Our study investigates the nature of orphan genes, which lack homology in other evolutionary lineages. In the case of the nematode P. pacificus, we show that most of the predicted orphan genes are transcribed and evolve under constraints that are typical for protein-coding genes. Comparing paralogous and orthologous clusters with population genomic data suggests that the different data sets are highly complementary and demonstrates that even though evolutionary constraint acting on orphan genes can be studied within a single genome, the presence of a closely related genome has the greatest power for phylogenetic analysis. Our approach can be transferred to other genome data of non-model organisms in order to ascertain the biological importance of orphan genes.

Methods

Definition of orphan genes and homology clustering

Orphan genes were defined previously using BLASTP comparisons against 14 non-diplogastrid nematode outgroup genomes [25]. In summary, this procedure identifies orphan genes that are restricted to the family Diplogastridae and resulted in a total of 9885 orphan genes and 20999 conserved genes. We used the OrthoMCl software [31], with default parameters, to create homologous protein clusters between P. pacificus (version TAU) and P. exspectatus (version SNAP2012) genes. This allowed us to study selection at an interspecies (orthologous clusters) as well as intra-species level (clusters with paralogs). The clusters were divided into orphan and conserved gene clusters. We identified 253 cluster including both orphan and conserved genes of P. pacificus. Closer analysis of these hybrid clusters showed that events such as gene fusion, gene split, pseudogenisation and differential gene divergence rates can lead to mixing of orphan and conserved genes in a single cluster. We therefore decided to exclude these Hybrid clusters from further analysis.
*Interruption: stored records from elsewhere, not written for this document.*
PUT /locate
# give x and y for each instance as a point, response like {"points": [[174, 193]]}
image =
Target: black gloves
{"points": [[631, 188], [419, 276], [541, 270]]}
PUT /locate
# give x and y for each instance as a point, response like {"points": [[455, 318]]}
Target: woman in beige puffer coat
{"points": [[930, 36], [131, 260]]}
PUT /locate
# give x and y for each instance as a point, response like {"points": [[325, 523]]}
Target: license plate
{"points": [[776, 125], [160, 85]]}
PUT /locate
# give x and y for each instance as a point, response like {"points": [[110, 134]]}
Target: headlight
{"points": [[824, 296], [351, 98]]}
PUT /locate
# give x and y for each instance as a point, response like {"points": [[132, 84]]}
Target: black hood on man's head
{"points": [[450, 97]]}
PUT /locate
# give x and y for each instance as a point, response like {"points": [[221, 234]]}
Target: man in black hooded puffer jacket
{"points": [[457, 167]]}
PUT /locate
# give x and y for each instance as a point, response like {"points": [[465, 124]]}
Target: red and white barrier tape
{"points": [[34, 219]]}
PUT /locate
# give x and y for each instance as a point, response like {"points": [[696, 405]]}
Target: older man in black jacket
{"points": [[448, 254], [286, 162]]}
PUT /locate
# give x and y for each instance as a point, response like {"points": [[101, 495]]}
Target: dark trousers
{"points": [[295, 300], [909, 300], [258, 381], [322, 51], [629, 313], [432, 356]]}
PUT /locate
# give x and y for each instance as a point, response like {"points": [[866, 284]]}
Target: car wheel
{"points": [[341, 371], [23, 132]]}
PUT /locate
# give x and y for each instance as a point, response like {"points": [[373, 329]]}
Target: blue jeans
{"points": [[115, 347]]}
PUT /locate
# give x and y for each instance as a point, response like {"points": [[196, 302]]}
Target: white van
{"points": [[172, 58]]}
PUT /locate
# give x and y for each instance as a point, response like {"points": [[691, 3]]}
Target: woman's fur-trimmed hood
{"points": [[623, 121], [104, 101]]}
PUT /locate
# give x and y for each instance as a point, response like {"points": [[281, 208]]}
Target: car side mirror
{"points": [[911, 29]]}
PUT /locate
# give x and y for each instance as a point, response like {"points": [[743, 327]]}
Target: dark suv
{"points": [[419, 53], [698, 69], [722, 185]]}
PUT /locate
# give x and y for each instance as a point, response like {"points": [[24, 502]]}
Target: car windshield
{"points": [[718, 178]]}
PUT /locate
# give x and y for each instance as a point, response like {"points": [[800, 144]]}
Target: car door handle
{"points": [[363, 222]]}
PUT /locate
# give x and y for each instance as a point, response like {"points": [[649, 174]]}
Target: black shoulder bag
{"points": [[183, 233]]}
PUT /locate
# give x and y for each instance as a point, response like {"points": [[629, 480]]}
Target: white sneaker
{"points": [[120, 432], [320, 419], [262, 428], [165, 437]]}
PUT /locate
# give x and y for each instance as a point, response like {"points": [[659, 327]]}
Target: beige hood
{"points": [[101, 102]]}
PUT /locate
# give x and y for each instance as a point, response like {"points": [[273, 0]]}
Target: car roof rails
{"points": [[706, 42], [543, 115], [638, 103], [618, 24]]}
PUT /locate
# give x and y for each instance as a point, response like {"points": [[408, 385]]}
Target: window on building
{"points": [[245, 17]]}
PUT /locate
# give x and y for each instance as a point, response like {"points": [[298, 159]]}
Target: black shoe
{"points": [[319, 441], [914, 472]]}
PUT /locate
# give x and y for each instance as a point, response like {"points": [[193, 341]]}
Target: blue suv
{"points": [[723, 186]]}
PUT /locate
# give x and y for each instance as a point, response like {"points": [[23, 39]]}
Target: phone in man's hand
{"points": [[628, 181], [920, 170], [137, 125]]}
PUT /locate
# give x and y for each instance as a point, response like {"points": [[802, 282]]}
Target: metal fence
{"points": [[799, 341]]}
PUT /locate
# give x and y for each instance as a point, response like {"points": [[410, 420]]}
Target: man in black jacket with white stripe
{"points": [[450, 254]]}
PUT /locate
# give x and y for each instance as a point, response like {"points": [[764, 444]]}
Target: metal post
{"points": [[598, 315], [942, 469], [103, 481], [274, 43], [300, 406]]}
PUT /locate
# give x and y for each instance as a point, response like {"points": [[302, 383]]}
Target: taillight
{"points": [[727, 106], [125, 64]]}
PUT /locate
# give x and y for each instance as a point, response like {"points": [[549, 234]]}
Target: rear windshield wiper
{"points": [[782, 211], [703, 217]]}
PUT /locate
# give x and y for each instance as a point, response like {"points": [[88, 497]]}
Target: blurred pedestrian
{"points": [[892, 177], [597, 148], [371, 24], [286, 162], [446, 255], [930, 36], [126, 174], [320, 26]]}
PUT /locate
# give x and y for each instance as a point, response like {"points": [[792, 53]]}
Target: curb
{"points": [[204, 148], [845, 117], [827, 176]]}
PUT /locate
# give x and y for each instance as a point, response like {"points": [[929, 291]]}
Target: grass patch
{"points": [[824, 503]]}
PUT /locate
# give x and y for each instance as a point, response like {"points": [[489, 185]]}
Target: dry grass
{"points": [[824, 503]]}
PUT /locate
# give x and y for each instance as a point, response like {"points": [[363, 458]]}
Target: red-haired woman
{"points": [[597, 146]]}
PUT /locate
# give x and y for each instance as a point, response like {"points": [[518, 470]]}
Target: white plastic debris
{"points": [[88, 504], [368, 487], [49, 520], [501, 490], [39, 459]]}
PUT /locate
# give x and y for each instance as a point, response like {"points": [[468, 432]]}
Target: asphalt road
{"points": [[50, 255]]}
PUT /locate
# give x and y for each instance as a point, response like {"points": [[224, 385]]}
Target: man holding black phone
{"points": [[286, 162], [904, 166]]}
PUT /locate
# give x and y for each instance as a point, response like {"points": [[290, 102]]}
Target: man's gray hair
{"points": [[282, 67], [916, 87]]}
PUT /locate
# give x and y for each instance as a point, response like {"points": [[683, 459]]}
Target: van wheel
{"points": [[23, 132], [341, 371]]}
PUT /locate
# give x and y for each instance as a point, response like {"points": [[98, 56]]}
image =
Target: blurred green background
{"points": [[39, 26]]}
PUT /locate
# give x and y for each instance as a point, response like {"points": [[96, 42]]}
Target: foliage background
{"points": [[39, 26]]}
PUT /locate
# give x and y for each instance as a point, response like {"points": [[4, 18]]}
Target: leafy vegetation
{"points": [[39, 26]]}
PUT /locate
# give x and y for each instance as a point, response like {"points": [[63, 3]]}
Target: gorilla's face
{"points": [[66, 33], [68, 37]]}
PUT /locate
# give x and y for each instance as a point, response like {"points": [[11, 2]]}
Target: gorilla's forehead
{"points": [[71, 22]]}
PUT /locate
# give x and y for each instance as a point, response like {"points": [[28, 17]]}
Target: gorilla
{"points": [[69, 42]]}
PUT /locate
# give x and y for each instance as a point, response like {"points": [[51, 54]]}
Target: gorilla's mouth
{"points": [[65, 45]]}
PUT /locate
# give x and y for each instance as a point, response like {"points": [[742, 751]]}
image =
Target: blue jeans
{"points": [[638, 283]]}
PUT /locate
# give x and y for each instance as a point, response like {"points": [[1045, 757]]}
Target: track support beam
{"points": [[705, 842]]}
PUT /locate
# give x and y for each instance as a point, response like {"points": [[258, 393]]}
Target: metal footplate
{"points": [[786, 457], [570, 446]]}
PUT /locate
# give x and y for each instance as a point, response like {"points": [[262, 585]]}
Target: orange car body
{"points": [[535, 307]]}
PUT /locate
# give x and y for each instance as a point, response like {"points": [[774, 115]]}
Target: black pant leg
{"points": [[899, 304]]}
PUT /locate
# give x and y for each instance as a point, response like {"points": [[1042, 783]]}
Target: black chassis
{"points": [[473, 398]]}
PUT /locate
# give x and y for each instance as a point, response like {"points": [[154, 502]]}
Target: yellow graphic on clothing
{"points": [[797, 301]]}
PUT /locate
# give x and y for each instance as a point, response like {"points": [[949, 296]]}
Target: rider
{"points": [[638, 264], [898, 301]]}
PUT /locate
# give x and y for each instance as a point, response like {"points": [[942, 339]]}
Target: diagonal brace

Analysis of transcribed and translated sequences

Expression of the predicted genes was assessed using previously generated RNA-seq [25] and micro-array data [28]. The dependence between the amount of genes with expression evidence and a number of analyzed RNA-seq samples was assessed using random permuations of RNA-seq samples (N = 14, Fig. 1a) and differentially expressed gene sets (N = 6, Fig. 1b).

Mass spectrometry data from earlier experiments [8, 30] was used to gather evidence for translation. Peptide data was compared with the predicted protein database using BLASTP. A predicted gene was considered as a translated gene, only if it had a BLASTP hit matching entire peptide length with 100 % identity.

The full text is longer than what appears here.